Tahliye olduktan sonra ‘çevresi ve ailesi tarafından yalnızlığa itildiğini’ söylediği memleketinden gurbete yelken açmaya karar verdi. Önce Yunanistan’a sonra da Rodos üzerinden yeni yurdu Hollanda’ya geldi.
Yarım kalan hayatını ‘tam olarak ne öğretmenim, ne ressamım, ne sanatçıyım’ diye tanımlayan Adem Korkut ile Wageningen kampında görüştük. Babasının şikayeti karşısındaki şaşkınlığı, cezaevi günlerini, hicrete yelken açtığı süreci ve geleceğe dair planlarını Tr724’e anlattı.
‘ŞİKAYETÇİ BABAM OLUNCA HAKİM GEREĞİNİ YAPTI’
Hapis cezası almasına babasının ihbarının sebep olduğunu belirtiyor Adem Korkut. ’’Şikayet eden babam olduğu içinde görevlilere çok fazla şikayet etme hakkınız da olmuyor mahkemede. Çünkü onların beyanı daha ağır basıyor. Babam şikayet edince de hakim gereğini yaptı.” diyor. 15 Temmuz darbe girişiminin ardından fitnenin evlere kadar sirayet ettiğine işaret ediyor: “Hatta birçok eş-dost-akraba birbirleri ile bazı tatsızlıklar yaşadı. Bizim aile ile yaşanan sıkıntı 15 Temmuz öncesine 17/25 Aralık’a dayanıyor. Bu arada evde gerilim arttı. En sonunda 15 Temmuz kırılma oldu. Ben aileme böyle darbe olamaz. Buna inanmayın. 15 Temmuz bahane edilerek bir takım olaylar planlanıyor dedim. Babam ise yok olmaz siz şöyle böyle derken, iş en sonunda şikayet etmeye kadar geldi. 15 Temmuz günü babamla tartışmam sert oldu. Bu süreçte ben evi terk ettim. Bu durum babamın zoruna gitmiş olacak ki beni şikayet etmiş. Sonrasında beni telefon ile arayarak, ‘Seni şikayet ettim. Git polise ifadeni ver’ dedi. Bir arkadaşımın yanında kalıyordum. Sonra ona da benden zarar gelmesin diye dedemin yanına köye gittim. Benim dosyam Karabük’ten açılmıştı. Dedemin evinden gelip beni aldılar.”

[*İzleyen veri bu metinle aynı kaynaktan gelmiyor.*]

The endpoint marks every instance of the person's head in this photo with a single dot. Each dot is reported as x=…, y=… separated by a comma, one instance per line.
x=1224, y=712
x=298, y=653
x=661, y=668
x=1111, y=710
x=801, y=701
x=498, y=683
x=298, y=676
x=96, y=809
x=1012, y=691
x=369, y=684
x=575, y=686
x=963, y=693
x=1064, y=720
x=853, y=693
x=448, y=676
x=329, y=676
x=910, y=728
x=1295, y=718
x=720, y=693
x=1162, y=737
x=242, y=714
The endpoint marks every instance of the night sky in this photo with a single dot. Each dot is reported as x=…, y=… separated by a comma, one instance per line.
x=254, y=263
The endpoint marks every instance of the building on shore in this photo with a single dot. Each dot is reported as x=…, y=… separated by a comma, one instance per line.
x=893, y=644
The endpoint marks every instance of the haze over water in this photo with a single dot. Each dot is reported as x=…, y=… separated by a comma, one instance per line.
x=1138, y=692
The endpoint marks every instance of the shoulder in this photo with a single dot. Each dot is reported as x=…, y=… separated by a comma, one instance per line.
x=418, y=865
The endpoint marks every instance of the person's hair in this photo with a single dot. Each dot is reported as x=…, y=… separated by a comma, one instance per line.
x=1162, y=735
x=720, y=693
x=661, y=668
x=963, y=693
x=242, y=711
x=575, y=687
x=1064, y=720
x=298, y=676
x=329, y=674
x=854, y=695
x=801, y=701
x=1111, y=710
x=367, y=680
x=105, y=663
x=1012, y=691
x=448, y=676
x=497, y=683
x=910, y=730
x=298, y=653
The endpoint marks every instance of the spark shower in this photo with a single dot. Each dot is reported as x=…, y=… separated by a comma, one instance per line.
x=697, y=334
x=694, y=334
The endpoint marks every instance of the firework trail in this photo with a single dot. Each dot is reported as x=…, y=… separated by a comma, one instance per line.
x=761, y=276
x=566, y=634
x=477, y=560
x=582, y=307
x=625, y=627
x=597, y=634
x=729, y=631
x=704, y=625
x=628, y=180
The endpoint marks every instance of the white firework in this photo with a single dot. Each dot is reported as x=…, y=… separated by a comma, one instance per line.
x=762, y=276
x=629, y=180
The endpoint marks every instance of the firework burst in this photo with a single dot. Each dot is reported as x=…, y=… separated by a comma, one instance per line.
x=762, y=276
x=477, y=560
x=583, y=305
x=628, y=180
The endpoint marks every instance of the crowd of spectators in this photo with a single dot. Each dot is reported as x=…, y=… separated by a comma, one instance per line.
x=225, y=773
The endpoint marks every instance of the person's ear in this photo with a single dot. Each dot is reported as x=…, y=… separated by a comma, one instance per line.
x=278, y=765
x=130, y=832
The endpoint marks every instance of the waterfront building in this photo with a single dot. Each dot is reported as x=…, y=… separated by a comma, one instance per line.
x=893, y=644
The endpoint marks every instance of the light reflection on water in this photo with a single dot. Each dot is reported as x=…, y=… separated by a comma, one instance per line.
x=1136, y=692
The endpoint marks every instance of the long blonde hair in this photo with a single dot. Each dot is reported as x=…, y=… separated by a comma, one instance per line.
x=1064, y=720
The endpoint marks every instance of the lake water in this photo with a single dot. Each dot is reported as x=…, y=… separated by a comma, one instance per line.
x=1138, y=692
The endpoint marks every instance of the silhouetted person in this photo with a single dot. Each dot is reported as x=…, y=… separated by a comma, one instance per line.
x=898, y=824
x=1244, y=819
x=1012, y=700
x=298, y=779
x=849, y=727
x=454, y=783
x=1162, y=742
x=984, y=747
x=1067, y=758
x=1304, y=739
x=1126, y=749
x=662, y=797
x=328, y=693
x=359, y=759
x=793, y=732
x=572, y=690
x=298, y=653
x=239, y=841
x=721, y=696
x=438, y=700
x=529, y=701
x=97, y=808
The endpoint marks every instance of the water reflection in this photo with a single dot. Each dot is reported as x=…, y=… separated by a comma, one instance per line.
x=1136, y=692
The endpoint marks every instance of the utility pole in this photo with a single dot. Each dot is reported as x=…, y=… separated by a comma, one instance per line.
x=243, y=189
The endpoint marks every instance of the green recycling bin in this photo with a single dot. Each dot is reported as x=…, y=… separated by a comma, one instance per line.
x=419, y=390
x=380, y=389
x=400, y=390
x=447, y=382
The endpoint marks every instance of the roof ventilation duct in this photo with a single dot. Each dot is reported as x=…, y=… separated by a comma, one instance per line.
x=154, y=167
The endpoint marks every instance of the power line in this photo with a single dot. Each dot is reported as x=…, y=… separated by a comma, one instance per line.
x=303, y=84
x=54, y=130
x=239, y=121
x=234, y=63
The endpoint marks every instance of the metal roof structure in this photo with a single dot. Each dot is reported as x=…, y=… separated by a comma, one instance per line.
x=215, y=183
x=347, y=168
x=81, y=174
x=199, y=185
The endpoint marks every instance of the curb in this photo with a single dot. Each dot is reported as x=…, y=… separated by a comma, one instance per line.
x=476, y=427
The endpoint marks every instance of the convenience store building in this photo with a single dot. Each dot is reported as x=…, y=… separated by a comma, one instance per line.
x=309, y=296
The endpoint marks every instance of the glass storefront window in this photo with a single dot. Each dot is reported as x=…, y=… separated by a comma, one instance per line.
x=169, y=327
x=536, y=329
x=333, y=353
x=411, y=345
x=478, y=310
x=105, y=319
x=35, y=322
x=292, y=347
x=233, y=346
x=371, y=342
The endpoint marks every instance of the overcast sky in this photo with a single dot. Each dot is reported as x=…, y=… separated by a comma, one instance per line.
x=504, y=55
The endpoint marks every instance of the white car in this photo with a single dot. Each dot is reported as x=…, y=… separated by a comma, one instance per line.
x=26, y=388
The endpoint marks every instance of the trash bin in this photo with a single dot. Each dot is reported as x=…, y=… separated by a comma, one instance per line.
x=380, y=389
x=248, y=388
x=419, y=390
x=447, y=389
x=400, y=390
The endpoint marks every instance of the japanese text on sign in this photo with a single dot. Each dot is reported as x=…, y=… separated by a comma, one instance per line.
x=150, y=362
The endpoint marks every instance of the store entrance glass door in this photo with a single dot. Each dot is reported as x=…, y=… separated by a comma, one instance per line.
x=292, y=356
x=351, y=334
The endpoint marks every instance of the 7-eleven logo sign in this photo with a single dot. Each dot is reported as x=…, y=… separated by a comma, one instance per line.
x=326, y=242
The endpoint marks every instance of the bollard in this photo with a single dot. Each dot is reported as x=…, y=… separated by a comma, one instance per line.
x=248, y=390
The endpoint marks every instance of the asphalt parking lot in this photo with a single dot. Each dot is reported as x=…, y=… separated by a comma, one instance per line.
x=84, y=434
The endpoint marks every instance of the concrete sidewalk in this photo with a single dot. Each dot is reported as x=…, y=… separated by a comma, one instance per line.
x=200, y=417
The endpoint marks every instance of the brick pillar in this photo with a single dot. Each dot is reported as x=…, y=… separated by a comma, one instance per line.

‘KOLUMA KELEPÇE TAKILDIĞINDA BAŞIM DÖNDÜ’
Gözaltı ve tutuklama işlemleri sırasında hissettiklerini anlatırken o anları adeta yeniden yaşıyor: “Polis ellerini uzat kelepçe takacağım dediğinde o anda başım döndü. Gözlerim karardı. Gelip aldınız hakkımda bir suçlama yok, başka bir durum yok. Neden bu kelepçe. Memur ise ‘uygulamamız gereken bir prosedür’ dedi. Bu durum bende bir travma oluşturdu. Sonra tutukladılar. 18 ay hapis sürecimin iki ayını Karabük’te geçirdim. Bir kapalı spor salonunda tutuldum. O dönemde korkunç bir tutuklama furyası vardı. Önüne geleni tutukladılar. Beni naklettiler. 16 ay Balıkesir Burhaniye cezaevinde yattım. Ben aslında küçük şeylerle mutlu olabilirim. 18 aylık hapis sürecimde bir defa dahi elime tesbih alıp koridorlarda volta atmadım. Voltalarım elime bir kupa bardak çay alır radyomu kulağıma takar, güzel bir şarkı bulduğum da öyle voltamı atardım. Zor ortamı bu şekilde keyifli hale getirmeye çalıştım.”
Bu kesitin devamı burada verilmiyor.